# endlich , hab Bestanden



## tomek1983 (28. Mai 2009)

so hab es endlich hinter mir .
Bestanden mit 0 fehler in Warendorf und ohne lehrgang.:m
War halb so schlimm wie ich es mir gedacht habe, 
Rute musste ich nur hinlegen nicht zusammen bauen obwohl das hätte ich auch noch hinbeckommen hatte eine Hechtrute.

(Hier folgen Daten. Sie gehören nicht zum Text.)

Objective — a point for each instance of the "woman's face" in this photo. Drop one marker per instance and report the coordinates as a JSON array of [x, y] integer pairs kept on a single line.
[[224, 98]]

MFG und Petri Heil:g          #a


----------



## Lachskiller (28. Mai 2009)

*AW: endlich , hab Bestanden*

Glückwunsch  :vik::vik:#r

Gruß LK


----------



## Ködervorkoster (28. Mai 2009)

*AW: endlich , hab Bestanden*

Nochmal Glückwunsch !   #6

Wo gehts denn nu bei Dir los mit den ersten "Köder-Weitwurf-Versuchen"...??  |wavey:


----------



## fisherb00n (28. Mai 2009)

*AW: endlich , hab Bestanden*

Glückwunsch#6

Ich musste damals die Rute auch nur zusammenlegen...Makrelenrute...hatte nen Kescher dazugelegt, Gaff hab ich auch beigetan...
Der Prüfer fragte mich: Was willst du mit nem Kescher?
Ich: Keschern.
Er: Mit dem Paternoster ist das doch völliger Schwachsinn.
Ich: Geht doch niemanden was an, wie ich mit meinem Kescher umgehe.
Er: Dann mach mal nen Knoten, aber nicht zuziehen.
Ich ziehe zu.
Er: Naja, das hält für die Ewigkeit...bestanden.:vik:

Mein Bruder war mit im Raum und hat mich nur blöd angeguckt:q
Das ist schon 12 Jahre her Oo...|rolleyes


----------



## Tobi94 (28. Mai 2009)

*AW: endlich , hab Bestanden*

LOL
Naja ich hatte meine Prüfung auch ohne Fehler bestanden allerdings mit Lehrgang.
Ich musste die Rute nicht aufbauen, sondern nor auf die benötigten Sachen zeigen (Karpfenrute).
Aber nochmal Glückwunsch an alle!


----------



## WaveLord (28. Mai 2009)

*AW: endlich , hab Bestanden*

Herzlichen Glückwunsch..:m
Dann kanns ja direkt los gehen..

Ich musste meine Rute damals zusammenbauen..
Hatte allerdings ne Grundrute für Aal..also No Problem.


----------



## tomek1983 (28. Mai 2009)

*AW: endlich , hab Bestanden*



Fischgesindel schrieb:


> Nochmal Glückwunsch !   #6
> 
> Wo gehts denn nu bei Dir los mit den ersten "Köder-Weitwurf-Versuchen"...??  |wavey:




Denke EMSsee oder Feldmarktsee.


----------



## eric_d. (28. Mai 2009)

*AW: endlich , hab Bestanden*

Auch von mir Herzlichen Glückwunsch.
Hatte meine Prüfung auch erst vor nen Monat.
|schild-g


----------



## elbstint (28. Mai 2009)

*AW: endlich , hab Bestanden*

Glückwunsch und Willkommen im Club :vik:


----------



## Pizza-Service (28. Mai 2009)

*AW: endlich , hab Bestanden*

#6von mir auch ein dickes |schild-g:vik:

gruß Dirk


----------



## tomek1983 (28. Mai 2009)

*AW: endlich , hab Bestanden*

Naja , dieses Forum hat mir aber auch geholfen mit den vielen Hilfreichen beiträgen hier..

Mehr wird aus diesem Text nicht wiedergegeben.